# Topic 14 Logistic Regression & K-Nearest Neighbour (kNN) for Classification

This topic provides a brief introduction to two ML methods used for classification; Logistic Regression and K-Nearest Neighbour. The topic includes an example on predicting the direction of stock price movement to illustrate the application of R for these two models.

## 14.1 Logistic Regression

• Logistic Regression belongs to the class of generalised linear models (glms)generalised linear models (glms)

• Used to model data with a dichotomous response variable.

• Logistic regression models the conditional probability of the response variable rather than its value.

• A logit link function, defined as $$logit\,p=log[p/(1-p)]$$, is used to transform the output of a linear regression to be suitable for probabilities.

• A linear model for these transformed probabilities can be setup as

$$$logit\,p=\beta_{0}+\beta_{1}x_{1}+\beta_{2}x_{2}+\ldots\beta_{k}x_{x} \tag{14.1}$$$
• R provides the glm function for modelling generalised linear models including the logistic regression model
• We will use the caret package to model logistic regression later in this topic.
• See Hastie et al. (2013) and Boehmke & Greenwell (2019) for further details on logistic regression.

## 14.2 K-Nearest Neighbour

### Nearest Neighbour classification (Quick Introduction)

• Idea: Things that are alike are likely to have similar properties.

• ML uses this principle to classify data by placing it in the same category or similar, or “nearest” neighbours.

• Computers apply a human like ability to recall past experiences to make conclusions about current circumstances.

• Nearest neighbour methods are based on a simple idea, yet they can be extremely powerful.

• In general, well suited for classification tasks.

• If a concept is difficult to define, but you know it when you see it, then nearest neighbours might be appropriate.

• If the data is noisy and thus no clear distinction exists among the groups, nearest neighbour algorithms may struggle to identify the class boundaries.

### k-NN Algorithm

• K-nearest neighbor (KNN) is a very simple algorithm in which each observation is predicted based on its “similarity” to other observations.

• The letter k is a variable term implying that any number of nearest neighbors could be used.

• After choosing k, the algorithm requires a training dataset made up of examples that have been classified into several categories, as labeled by a nominal variable

• Unlike most methods in ML, KNN is a memory-based algorithm and cannot be summarized by a closed-form model.

Measuring similarity in distance

• Locating the nearest neighbours require a distance function; measuring similarity between two instances

• k-NN uses Euclidean distance, a distance between two points.

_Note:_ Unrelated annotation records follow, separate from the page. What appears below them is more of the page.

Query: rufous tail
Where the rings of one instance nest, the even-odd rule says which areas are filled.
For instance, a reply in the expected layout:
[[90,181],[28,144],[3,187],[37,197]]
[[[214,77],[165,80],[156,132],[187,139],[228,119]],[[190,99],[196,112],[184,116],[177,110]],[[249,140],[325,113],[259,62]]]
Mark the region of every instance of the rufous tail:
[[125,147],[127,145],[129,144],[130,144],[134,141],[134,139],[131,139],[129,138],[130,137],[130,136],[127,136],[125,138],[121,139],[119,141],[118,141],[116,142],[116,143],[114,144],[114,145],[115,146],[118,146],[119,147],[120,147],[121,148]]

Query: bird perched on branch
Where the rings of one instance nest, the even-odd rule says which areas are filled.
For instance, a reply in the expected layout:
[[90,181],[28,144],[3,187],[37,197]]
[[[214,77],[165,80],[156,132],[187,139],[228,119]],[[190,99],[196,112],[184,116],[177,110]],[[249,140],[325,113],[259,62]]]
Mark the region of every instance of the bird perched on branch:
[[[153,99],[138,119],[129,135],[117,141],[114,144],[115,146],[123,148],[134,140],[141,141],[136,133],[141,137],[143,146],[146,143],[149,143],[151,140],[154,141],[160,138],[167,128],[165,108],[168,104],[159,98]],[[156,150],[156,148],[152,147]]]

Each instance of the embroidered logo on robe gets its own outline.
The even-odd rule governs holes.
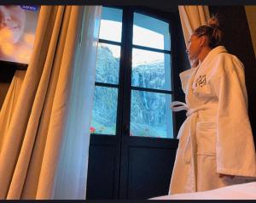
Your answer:
[[[195,82],[195,87],[200,86],[201,87],[207,84],[207,75],[199,76]]]

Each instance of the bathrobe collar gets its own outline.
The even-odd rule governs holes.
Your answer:
[[[226,50],[226,48],[224,46],[218,46],[214,48],[212,48],[208,54],[206,56],[206,58],[204,59],[204,60],[200,63],[197,66],[197,68],[199,67],[202,67],[205,65],[207,65],[210,63],[210,61],[218,54],[220,53],[228,53],[228,51]]]

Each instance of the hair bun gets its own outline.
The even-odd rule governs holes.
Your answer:
[[[218,23],[218,20],[217,17],[213,16],[212,18],[210,18],[208,20],[207,22],[208,25],[211,27],[218,27],[219,26],[219,23]]]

Euclidean distance is measured as the shortest direct route.

• For p and q instances (to be compared) with n features

$$$dist(p,q)=\sqrt{(p_{1}-q_{1})^{2}+(p_{2}-q_{2})^{2}+\ldots+(p_{n}-q_{n})^{2}} \tag{14.2}$$$

Choosing k

• The balance between overfitting and underfitting the training data is a problem known as the bias-variance tradeoff.

• Choosing a large k reduces the impact or variance caused by noisy data but can bias the learner such that it runs the risk of ignoring small, but important patterns.

• There is no general rule about the best k as it depends greatly on the nature of the data.

• A grid search can be performed to assess the best value of k

• Grid Search: A grid search is an automated approach to searching across many combinations of hyperparameter values.

• A grid search would predefine a candidate set of values for k (e.g., k=1,2,…,j ) and perform a resampling method (e.g., k-fold CV) to estimate which k value generalizes the best to unseen data.
• The caret package can be used to implement the knn method.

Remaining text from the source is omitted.